Comment si l’on adopte une telle analyse, supporter et promouvoir un discours qui vise à amoindrir au quotidien l’importance de la motivation des décisions ?

Une telle dialectique est directement susceptible de porter atteinte à cette expression de l’exercice de la souveraineté nationale, et les responsables politiques et administratifs devraient y réfléchir à deux fois avant de s’engager dans cette voie.

Quant à la défense de l’intérêt collectif de la profession comment ne pas voir qu’une telle pensée ne peut que contribuer à créer de la souffrance au travail en encourageant la perte de sens ?

Or aujourd’hui la motivation des décisions est souvent analysée comme une variable d’ajustement qu’il convient de réduire à la portion congrue. Et la volonté de voir développer « l’open data des décisions de justice » n’est rien d’autre qu’un moyen supplémentaire et détourné (au nom de la « transparence ») de réduire électroniquement le temps consacré à son élaboration.

La motivation des décisions de justice ralentit l’écoulement des flux

Il est indéniable que juger prend du temps, alors que préjuger relève d’un exercice bien moins chronophage. Et pour cause : le préjugé est le résultat d’une croyance alors que le jugement est le résultat d’une analyse.

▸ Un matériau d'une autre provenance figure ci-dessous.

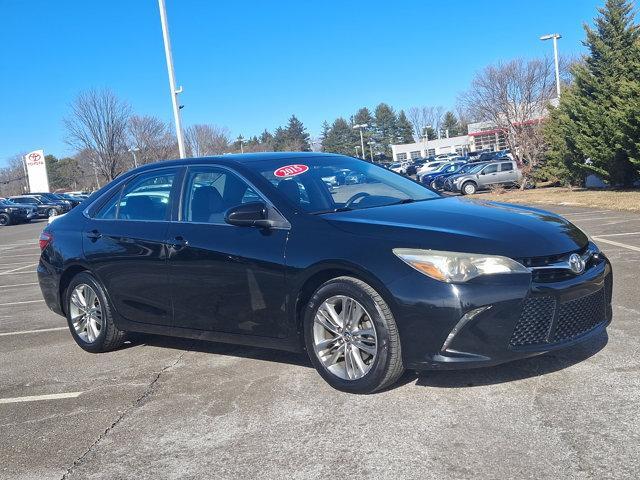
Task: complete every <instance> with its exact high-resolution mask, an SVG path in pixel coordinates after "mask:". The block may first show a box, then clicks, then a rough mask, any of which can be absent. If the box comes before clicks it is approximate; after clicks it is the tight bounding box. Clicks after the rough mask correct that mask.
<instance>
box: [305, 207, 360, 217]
mask: <svg viewBox="0 0 640 480" xmlns="http://www.w3.org/2000/svg"><path fill="white" fill-rule="evenodd" d="M351 210H353V208H350V207H338V208H331V209H329V210H319V211H317V212H313V215H322V214H323V213H338V212H350V211H351Z"/></svg>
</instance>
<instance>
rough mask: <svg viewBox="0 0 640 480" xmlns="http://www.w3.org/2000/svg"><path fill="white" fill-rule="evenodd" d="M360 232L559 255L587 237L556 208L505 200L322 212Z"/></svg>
mask: <svg viewBox="0 0 640 480" xmlns="http://www.w3.org/2000/svg"><path fill="white" fill-rule="evenodd" d="M323 217H324V218H325V219H326V220H327V221H329V222H330V223H331V224H332V225H333V226H335V227H337V228H340V229H342V230H344V231H347V232H350V233H352V234H356V235H365V236H370V237H377V238H380V239H381V240H382V239H385V240H391V241H393V242H394V246H395V247H408V248H425V249H432V250H447V251H457V252H469V253H484V254H492V255H504V256H507V257H511V258H524V257H539V256H548V255H558V254H562V253H567V252H570V251H573V250H577V249H580V248H582V247H584V246H585V245H587V243H588V239H587V236H586V235H585V234H584V233H583V232H582V231H581V230H580V229H578V228H577V227H576V226H574V225H573V224H571V223H570V222H569V221H567V220H565V219H564V218H562V217H560V216H559V215H556V214H554V213H550V212H545V211H543V210H538V209H535V208H529V207H522V206H517V205H511V204H506V203H497V202H489V201H482V200H475V199H474V200H471V199H466V198H460V197H441V198H437V199H433V200H425V201H422V202H415V203H409V204H404V205H390V206H386V207H375V208H367V209H362V210H352V211H348V212H339V213H332V214H326V215H323Z"/></svg>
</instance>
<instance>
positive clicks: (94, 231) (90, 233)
mask: <svg viewBox="0 0 640 480" xmlns="http://www.w3.org/2000/svg"><path fill="white" fill-rule="evenodd" d="M101 236H102V234H101V233H100V232H99V231H98V230H91V231H89V232H87V238H90V239H91V240H97V239H99V238H100V237H101Z"/></svg>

Ce qui ne veut pas dire bien entendu que toute procédure qui dure est mieux appréciée qu’une décision prise séance tenante. Mais il est évident aujourd’hui que le temps consacré à la délibération, et sa manifestation, la motivation, est paradoxalement vu comme un « temps mort » dans la vie d’une procédure.

Un tel paradoxe peut s’expliquer aisément. Ce qui prend du temps c’est moins la prise de décision elle-même , même dans le cas d’une délibération collégiale, que la formalisation de sa justification. C’est l’exposé du raisonnement qui fonde la décision qui nécessite une réflexion ad hoc susceptible d’être suffisante pour convaincre le justiciable auquel la décision est destinée, ou la juridiction chargée d’un éventuel recours.

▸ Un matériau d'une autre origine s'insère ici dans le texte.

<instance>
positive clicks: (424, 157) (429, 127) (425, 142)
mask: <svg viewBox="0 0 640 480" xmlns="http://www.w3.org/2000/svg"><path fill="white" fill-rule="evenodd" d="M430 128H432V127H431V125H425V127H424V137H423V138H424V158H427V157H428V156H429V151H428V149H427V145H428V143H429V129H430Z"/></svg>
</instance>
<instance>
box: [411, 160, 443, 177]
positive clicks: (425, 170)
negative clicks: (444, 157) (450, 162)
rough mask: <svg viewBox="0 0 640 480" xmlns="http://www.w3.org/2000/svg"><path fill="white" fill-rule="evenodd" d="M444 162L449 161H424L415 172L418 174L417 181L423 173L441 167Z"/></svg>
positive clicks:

Or la motivation est nécessairement spéciale. Elle est spécifique à chaque affaire, même si les faits de la cause ne sont pas « exceptionnels ». Le choix de la motivation, même lorsqu’il s’agit largement de « motifs-types » doit exprimer un raisonnement particulier.

La volonté de voir développer l’open data des décisions de justice présente sur ce point un vrai risque d’appauvrissement et non d’enrichissement du processus de motivation. La généralisation de l’open data est susceptible de porter atteinte au temps consacré à l’édiction de motifs particuliers au profit de motifs-types. Elle porte en germe un réel risque d’uniformisation.

Il en est de même de l’ensemble des projets visant à voir confier à d’autres agents que des magistrats le soin de l’élaborer.

Peu valorisée du point de vue théorique, considérée comme une empêcheuse d’évacuer rapidement les flux, la motivation, est un « point aveugle » du travail juridictionnel. Elle n’est même pas mentionnée directement dans la grille d’évaluation des capacités professionnelles, dont les items ne retiennent que la « qualité rédactionnelle », qui ne concerne pas nécessairement la pertinence des choix opérés. Elle est aujourd’hui très difficile à défendre. Elle est cependant la part centrale de notre travail et de notre réflexion professionnelle.

La motivation des décisions de justice est une condition de la protection des libertés individuelles.

Pour CFDT-Magistrats le temps de la réflexion et le temps de la motivation doit rester au centre du processus juridictionnel et plus que jamais il convient de le rappeler et de l’imposer, contre des indicateurs qui n’en traduisent ni l’importance sociale ni l’importance technique et contre les projets qui visent à la voir automatisée ou déléguée.

Rester motivés pour motiver est désormais un combat de tous les instants.